Manche streichen mit dem Portemonnaie über den Marmor neben der Madonna, damit es für immer gefüllt sei. Sie legen Kinderkleidung vor die Statue, damit der Kinderwunsch in Erfüllung geht, oder Kleider von Kranken, damit diese geheilt werden. Andere bringen das Behörden-Dokument mit ihrer Duldung in Deutschland mit, in der Hoffnung, dass durch die Hilfe der heiligen Jungfrau daraus eine Aufenthaltsberechtigung werden möge.
Religiosität ohne Kirche
Man könne grundsätzlich nicht sagen, dass die Zigeuner entweder katholisch, evangelisch, orthodox oder Muslime seien, erklärt der katholische Priester Jan Opiella, Beauftragter für Sinti und Roma im Erzbistum Köln und Trier. Sie hätten über die Jahrhunderte bei ihren Wanderungen immer die Religion des jeweiligen Herrschers angenommen. "Und Religiosität oder Religion, oder der Ausdruck auf Gott oder auf Maria hin, ist immer eine Bewegung innerhalb der Familie", ergänzt Opiella. "Man geht nicht zu einer Kirche, man braucht keinen Priester oder einen Popen, sondern man geht mit der Familiengruppe zum Heiligtum und bringt seine Gaben. Hier ist es für die Frau Maria und ihr Kind. Man bringt Wäsche, Haushaltsgegenstände, Öl, Mehl, Kinderkleidung und so weiter, und betet selber."
Das mütterliche Antlitz Gottes wird bei allen Zigeunern verehrt. Aus den tiefen religiösen Wurzeln des indischen Raumes, aus dem die Zigeuner stammen, hätten sie ein Mutterbild mitbekommen, das sie in Maria wieder fänden, erklärt der Priester. "Der Tag der Mutter Maria ist ein froher Festtag", sagt eine Zigeunerin. "Man kommt, um Krankheiten zu heilen und Wohlstand zu sichern oder warum auch immer. Es ist ein großer Tag, für alle Menschen guten Willens, nicht nur für Muslime, oder für Katholiken, er ist für alle Völker und Religionen, die auf der Welt existieren."

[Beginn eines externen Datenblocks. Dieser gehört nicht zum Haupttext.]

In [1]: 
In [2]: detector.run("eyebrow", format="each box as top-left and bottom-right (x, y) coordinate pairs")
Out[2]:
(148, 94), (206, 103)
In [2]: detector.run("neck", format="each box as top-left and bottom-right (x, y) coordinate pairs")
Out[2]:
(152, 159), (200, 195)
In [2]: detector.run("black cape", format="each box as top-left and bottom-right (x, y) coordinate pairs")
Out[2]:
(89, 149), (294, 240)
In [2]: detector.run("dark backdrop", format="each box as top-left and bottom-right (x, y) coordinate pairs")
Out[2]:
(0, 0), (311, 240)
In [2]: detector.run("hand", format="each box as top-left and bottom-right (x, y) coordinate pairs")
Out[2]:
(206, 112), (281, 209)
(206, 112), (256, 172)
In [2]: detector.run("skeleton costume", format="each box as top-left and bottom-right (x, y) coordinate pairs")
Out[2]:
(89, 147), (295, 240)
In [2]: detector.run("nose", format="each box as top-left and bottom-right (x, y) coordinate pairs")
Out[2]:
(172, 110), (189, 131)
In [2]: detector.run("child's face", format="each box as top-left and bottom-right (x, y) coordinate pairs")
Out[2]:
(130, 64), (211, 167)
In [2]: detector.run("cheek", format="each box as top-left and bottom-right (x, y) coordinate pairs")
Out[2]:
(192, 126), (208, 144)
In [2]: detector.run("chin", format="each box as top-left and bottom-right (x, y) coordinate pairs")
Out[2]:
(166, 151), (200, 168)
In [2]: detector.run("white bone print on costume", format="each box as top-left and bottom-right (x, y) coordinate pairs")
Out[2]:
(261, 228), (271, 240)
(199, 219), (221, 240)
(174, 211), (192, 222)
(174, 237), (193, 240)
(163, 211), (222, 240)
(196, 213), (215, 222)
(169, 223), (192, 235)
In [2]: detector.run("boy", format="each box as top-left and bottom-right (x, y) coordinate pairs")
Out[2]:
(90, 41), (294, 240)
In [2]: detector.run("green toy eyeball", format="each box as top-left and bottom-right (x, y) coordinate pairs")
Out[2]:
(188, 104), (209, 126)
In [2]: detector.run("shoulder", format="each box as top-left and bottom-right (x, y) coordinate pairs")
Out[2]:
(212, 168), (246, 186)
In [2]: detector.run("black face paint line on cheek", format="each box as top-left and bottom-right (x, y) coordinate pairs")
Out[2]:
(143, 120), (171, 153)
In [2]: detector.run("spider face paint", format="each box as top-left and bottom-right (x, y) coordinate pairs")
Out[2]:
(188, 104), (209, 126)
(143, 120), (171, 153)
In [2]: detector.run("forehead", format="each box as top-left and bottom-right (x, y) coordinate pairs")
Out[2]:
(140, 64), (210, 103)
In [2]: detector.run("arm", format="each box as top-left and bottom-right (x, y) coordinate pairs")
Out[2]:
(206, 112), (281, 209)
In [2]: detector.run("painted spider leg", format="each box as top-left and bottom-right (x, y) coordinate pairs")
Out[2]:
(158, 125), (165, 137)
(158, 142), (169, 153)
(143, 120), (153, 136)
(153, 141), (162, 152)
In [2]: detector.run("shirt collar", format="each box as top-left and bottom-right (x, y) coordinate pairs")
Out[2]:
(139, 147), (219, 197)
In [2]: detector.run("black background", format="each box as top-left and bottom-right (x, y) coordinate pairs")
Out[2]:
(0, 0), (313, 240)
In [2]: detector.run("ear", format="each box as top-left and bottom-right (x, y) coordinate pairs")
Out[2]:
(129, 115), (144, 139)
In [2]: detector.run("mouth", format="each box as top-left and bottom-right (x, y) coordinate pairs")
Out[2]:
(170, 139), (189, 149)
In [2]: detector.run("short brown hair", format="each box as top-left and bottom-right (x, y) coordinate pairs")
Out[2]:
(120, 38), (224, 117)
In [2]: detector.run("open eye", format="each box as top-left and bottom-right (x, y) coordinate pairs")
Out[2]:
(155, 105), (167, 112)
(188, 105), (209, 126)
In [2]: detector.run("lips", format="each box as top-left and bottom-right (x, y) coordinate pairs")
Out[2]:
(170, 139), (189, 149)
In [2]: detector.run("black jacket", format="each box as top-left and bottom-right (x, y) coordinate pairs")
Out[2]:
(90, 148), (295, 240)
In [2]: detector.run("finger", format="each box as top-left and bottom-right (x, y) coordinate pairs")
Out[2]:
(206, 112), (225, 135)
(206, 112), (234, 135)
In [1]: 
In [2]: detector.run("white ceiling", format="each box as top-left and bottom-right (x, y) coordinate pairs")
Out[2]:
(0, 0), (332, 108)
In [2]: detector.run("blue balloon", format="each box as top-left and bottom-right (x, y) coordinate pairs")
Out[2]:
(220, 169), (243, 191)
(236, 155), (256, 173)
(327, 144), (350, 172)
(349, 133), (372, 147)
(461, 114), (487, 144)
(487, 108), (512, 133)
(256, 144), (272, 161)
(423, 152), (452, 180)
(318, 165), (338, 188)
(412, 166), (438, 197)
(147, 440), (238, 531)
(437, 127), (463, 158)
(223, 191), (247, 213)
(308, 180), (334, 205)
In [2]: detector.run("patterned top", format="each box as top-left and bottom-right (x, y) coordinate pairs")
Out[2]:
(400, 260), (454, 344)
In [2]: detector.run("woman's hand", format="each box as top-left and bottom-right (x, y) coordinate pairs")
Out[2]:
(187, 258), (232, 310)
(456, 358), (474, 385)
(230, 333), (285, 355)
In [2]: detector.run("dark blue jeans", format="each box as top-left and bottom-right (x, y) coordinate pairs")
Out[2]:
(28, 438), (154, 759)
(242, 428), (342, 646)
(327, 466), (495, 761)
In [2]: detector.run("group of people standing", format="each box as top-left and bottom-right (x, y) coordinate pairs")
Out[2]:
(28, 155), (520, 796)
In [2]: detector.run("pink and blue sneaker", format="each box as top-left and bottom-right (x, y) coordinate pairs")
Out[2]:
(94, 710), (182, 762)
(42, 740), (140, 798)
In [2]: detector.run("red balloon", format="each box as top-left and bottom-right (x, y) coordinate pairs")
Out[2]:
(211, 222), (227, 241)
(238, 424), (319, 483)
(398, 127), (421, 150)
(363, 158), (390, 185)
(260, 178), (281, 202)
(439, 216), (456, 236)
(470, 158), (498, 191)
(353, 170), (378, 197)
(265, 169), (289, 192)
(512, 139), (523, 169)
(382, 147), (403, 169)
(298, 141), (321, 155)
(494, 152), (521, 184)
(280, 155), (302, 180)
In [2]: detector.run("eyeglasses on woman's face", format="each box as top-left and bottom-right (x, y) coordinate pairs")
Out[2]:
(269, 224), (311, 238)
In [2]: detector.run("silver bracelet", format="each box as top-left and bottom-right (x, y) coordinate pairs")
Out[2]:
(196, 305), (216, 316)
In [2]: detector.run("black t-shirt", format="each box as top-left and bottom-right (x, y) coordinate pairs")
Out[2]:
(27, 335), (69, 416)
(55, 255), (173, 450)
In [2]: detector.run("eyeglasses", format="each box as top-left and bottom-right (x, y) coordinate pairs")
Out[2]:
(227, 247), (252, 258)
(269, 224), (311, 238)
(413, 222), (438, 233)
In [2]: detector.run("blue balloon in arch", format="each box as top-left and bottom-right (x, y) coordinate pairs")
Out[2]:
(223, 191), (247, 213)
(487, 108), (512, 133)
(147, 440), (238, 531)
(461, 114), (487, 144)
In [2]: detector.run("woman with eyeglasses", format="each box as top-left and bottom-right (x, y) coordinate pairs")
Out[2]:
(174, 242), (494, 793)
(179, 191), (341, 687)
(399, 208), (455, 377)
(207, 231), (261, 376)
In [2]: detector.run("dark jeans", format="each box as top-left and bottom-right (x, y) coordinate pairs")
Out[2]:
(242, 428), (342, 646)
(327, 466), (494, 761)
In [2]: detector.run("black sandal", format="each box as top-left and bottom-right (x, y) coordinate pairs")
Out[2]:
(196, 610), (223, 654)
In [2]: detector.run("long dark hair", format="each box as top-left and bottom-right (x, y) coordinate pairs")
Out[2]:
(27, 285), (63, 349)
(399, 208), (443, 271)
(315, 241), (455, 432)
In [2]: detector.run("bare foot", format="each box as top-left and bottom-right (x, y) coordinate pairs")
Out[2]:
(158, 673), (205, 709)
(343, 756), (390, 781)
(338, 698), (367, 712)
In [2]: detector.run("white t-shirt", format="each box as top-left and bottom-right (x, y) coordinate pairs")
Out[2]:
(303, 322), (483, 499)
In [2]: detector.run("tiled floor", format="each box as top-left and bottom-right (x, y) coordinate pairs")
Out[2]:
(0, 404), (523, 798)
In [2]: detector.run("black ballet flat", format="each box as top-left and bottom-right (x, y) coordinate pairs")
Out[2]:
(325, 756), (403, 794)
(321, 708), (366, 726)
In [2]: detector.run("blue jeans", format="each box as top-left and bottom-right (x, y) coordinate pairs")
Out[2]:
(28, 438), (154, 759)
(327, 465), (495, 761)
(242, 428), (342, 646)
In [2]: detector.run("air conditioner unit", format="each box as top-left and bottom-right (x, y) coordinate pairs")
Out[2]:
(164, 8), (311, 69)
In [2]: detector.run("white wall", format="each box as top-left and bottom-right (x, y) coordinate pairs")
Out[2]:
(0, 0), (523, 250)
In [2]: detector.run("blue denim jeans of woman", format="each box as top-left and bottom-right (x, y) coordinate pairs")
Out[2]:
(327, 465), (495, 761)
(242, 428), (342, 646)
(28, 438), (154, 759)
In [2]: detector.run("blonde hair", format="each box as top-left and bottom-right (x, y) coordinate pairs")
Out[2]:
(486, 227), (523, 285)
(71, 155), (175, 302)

Mischung islamischer und katholischer Elemente
In der katholischen Umgebung des Kölner Doms wirkt die Marienverehrung der Zigeuner oft eigentümlich, beschreibt der Priester Jan Opiella: "Manche sind jetzt vor dieser Muttergottesstatue in die Knie gegangen und haben dieselben Bewegungen gemacht, wie wir sie aus der Moschee her kennen: Zum Gebet den Oberkörper senken und wieder aufrichten, die Hände in die Höhe heben und dann sich von diesem Gnadenbild rückwärts fortzubewegen." Islamische und katholische Elemente finden sich übrigens auch in der Malerei der muslimisch geprägten Zigeuner, wo arabische Schriftzeichen zusammen mit der Mutter Maria auftreten.
Opiella schätzt, dass unter den Wallfahrern etwa 80 Prozent Muslime, 15 Prozent Orthodoxe und 5 Prozent katholisch sind. Aber der Festtag Mariä Himmelfahrt ist in der ganzen Welt der Zigeuner bekannt. Im südlichen Teil Ex-Jugoslawiens haben sie ihn traditionell zusammen mit den slawischen Christen in den Klöstern von Letnica und Gracanica im Kosovo begangen. Der Besuch der christlichen Heiligtümer durch Muslime und umgekehrt ist ein bekanntes Phänomen auf dem Balkan.
Wallfahrer kommen aus allen Ecken Deutschlands
Was sich seit einigen Jahren im Kölner Dom abspielt, ist die Fortsetzung davon. Viele Zigeuner haben sich nach der Flucht auch protestantischen Freikirchen angeschlossen. Die Flüchtlinge seien mittlerweile staatenlos, berichtet Opiella. "Die Nachfolgestaaten stellen ihnen keine Pässe mehr aus. Man sagt den Flüchtlingen, sie seien nicht in den Melderegistern oder auf Standesämtern verzeichnet."
Da sie in Deutschland eine Duldung hätten, könnten Sie nicht mehr zu ihren bisherigen Heiligtümern, erklärt der Priester. "Die ganze Gruppe von gut 2000, die da gekommen sind, sind alle staatenlos. Wir haben Leute aus Bremen gehabt, aus Münster, aus dem Siegerland, man könnte sagen, aus allen Ecken Deutschlands kommen sie extra zu diesem Tag zusammen."